Il Generale ridacchiò e mi lanciò un'occhiata divertita: «Cerchi il mio consiglio, piccola mezzosangue?» mi domandò, e sulle sue labbra quella parola non suonò come un insulto, solo come un... banale aggettivo.

«Sì» ammisi candidamente, stringendomi nelle spalle.

«No, non hai fatto un errore, anzi: le mura di Murias sono la protezione migliore che tu possa avere nel mondo delle fate. Sarebbe una buona cosa se tu riuscissi a superare la prova per diventare una Cittadina» mormorò, rivolgendomi un sorriso che sembrava quasi... incoraggiante.

«Prova?» domandai, perplessa, «Che prova?».

Lúg alzò gli occhi al cielo, incredulo: «Per gli dei, non mi dire di aver accettato di diventare Cittadina senza nemmeno sapere come si svolge la procedura!».

Inorridii, rendendomi conto del madornale errore che avevo compiuto, e balbettai: «I-io... io credevo di dover firmare qualche carta...».

Lúg scoppiò a ridere e si lasciò cadere all'indietro nell'erba secca, conficcando i gomiti nel terreno e rimanendo semisdraiato a fissarmi con gli occhi colmi di divertimento.

«"Firmare qualche carta"» mi scimmiottò, «Sei così ingenua, mezzosangue, che mi fai quasi tenerezza».

«Punto primo» cominciò, sollevando il dito indice e fissandomi con serietà: «Nel nostro mondo le firme non valgono niente, ricordatelo bene. L'unica cosa che vale, per noi, è il sangue: giura col sangue e nessuno oserà infrangere una promessa.

Punto secondo: presta attenzione alla formulazione della promessa. Una sola parola può alterare completamente il suo significato, storpiare il tuo intento e condannarti.

Punto terzo: non fidarti mai di nessuno. Sii spietata con i tuoi nemici e mantieni una gelida cortesia con i tuoi alleati, ma ricordati di non mostrare mai una debolezza, a nessuno, se non vuoi che qualcuno ti salti alla giugulare» snocciolò Lúg, e io non riuscii a distogliere lo sguardo dalle sue dita sollevate per mostrarmi i tre punti appena elencati.

«Mi farò ammazzare» realizzai, scioccata, «Io non so essere così... calcolatrice. Io accarezzo i cani altrui per strada! Racconto la storia della mia vita al primo sconosciuto in un bar, se bevo anche solo una birra! Io... io mi sento in colpa se non mi piace un regalo di compleanno!» sbottai, rendendomi conto solo in quel momento quanto sarebbe stato difficile sopravvivere in quel mondo.

«Non dire sciocchezze» mi liquidò con noncuranza Lúg, «Sei sopravvissuta a Finvarra, quindi non sei del tutto priva di autoconservazione. Devi solo... imparare ad essere una fata. Imparare il modo in cui noi ragioniamo, e farlo tuo».
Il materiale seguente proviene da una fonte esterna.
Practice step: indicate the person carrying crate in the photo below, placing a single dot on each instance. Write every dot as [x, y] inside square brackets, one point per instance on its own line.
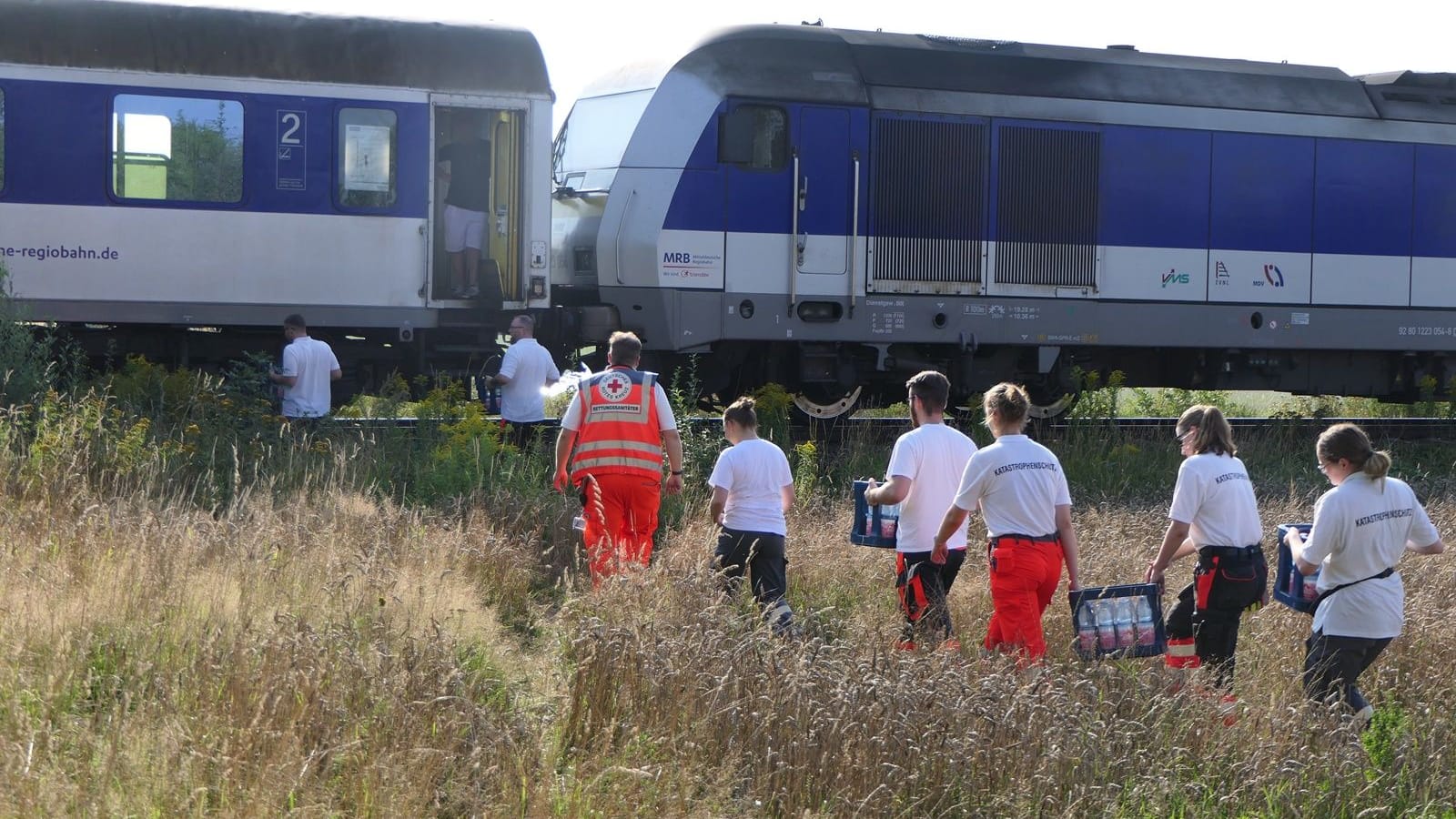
[1216, 516]
[1023, 496]
[925, 467]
«Come se fosse facile» sbuffai con voce sconsolata.

«Ti aiuterò io» mi disse, ed io sollevai lo sguardo su di lui.

I suoi occhi argentei studiarono il mio viso e, mentre i suoi lineamenti affilati si facevano sfocati, domandai incredula: «Tu?».

«So essere un maledetto bastardo, no?».

L'ultima cosa che vidi prima di essere strappata dal sogno fu il suo sorriso beffardo che ammiccava con i canini esposti.